E il parallelismo tra i due personaggi – due uomini di spettacolo che trovano un nuovo set in cui interpretare il ruolo del presidente – rende il film di Sean McNamara (un esperto di produzioni rivolte al target preadolescenziale: quasi una dichiarazione d’intenti) una sorta di controcanto di The Apprentice: l’underdog che scala il potere nella nazione dove tutto è possibile, l’outsider messo ai margini dal mondo d’appartenenza (il cinema hollywoodiano raccontato come una cellula comunista) che cade e si rialza fino a farsi padre della patria, il visionario che crede fermamente in qualcosa che gli altri non riescono del tutto a scorgere.

Ma, a differenza del biopic di Ali Abbasi, Reagan (che nella versione italiana, disponibile in video on demand, reca l’emblematico sottotitolo Un presidente sotto i riflettori) è spudoratamente agiografico, versione romanzesca del saggio di Paul Kengor The Crusader: Ronald Reagan and the Fall of Communism, fanservice per militanti e coccola per i tradizionalisti del bignami storico.

Dennis Quaid in Reagan - Un Presidente sotto i riflettori
Dennis Quaid in Reagan - Un Presidente sotto i riflettori

Dennis Quaid in Reagan - Un Presidente sotto i riflettori

Schematico come i testi studiati dal giovane Ronald per “farsi una cultura” e trovare un posto nel mondo (leggi: un ruolo all’altezza delle ambizioni malgrado un talento limitato come attore), approssimativo nella ricostruzione storica e nella messinscena, macchiettistico nella rappresentazione dei “cattivi” (i russi sono tutti nostalgici del regime sovietico e torve spie al soldo del demonio, l’unico che sembra sintonizzato sulla realtà è l’agente interpretato dall’ormai inservibile Jon Voight, non a caso trumpiano di ferro), svenevole nel descrivere le scene da un matrimonio con Nancy (dall’incontro al ménage, la fede politica risuona sempre nel lessico amoroso).

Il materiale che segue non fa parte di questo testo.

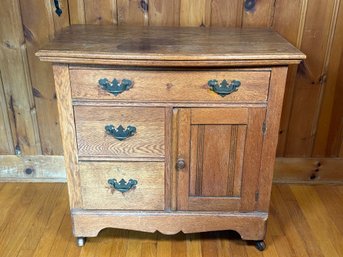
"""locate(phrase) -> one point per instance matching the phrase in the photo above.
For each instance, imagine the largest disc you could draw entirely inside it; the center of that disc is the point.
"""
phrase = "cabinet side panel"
(252, 159)
(66, 116)
(276, 93)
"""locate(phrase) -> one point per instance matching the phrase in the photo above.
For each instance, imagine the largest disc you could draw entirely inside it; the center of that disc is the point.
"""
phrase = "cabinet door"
(218, 158)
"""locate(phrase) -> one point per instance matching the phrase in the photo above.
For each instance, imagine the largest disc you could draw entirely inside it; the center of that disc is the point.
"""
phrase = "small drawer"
(141, 188)
(135, 132)
(170, 86)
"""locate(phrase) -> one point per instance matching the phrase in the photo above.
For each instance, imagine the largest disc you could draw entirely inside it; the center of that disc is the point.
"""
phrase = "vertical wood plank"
(289, 20)
(329, 134)
(277, 88)
(168, 157)
(133, 12)
(183, 147)
(6, 141)
(195, 13)
(252, 159)
(66, 116)
(303, 119)
(100, 11)
(226, 13)
(259, 16)
(335, 139)
(77, 11)
(164, 13)
(215, 165)
(16, 83)
(327, 94)
(38, 29)
(174, 153)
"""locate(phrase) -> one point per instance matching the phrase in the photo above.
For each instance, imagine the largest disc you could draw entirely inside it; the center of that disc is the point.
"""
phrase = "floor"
(304, 221)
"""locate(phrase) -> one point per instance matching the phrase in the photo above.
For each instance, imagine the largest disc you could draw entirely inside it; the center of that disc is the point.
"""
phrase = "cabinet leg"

Pura propaganda teocon, Reagan si avvale della performance entusiasta quanto bolsa del settantenne Dennis Quaid (anche lui elettore dell’attuale presidente, come se volessi scusarsi dello sgradevole personaggio di The Substance), chiamato a coprire un arco anagrafico che va dai quaranta agli ottant’anni (stesso destino per la sessantenne Penelope Ann Miller, arruolata per il ruolo di Nancy più di dieci anni fa): il risultato è un album pieno di figurine monodimensionali, una parata illustrativa che sfrutta quel business della nostalgia di destra che ha contribuito a consolidare l’affermazione elettorale dello stesso Trump.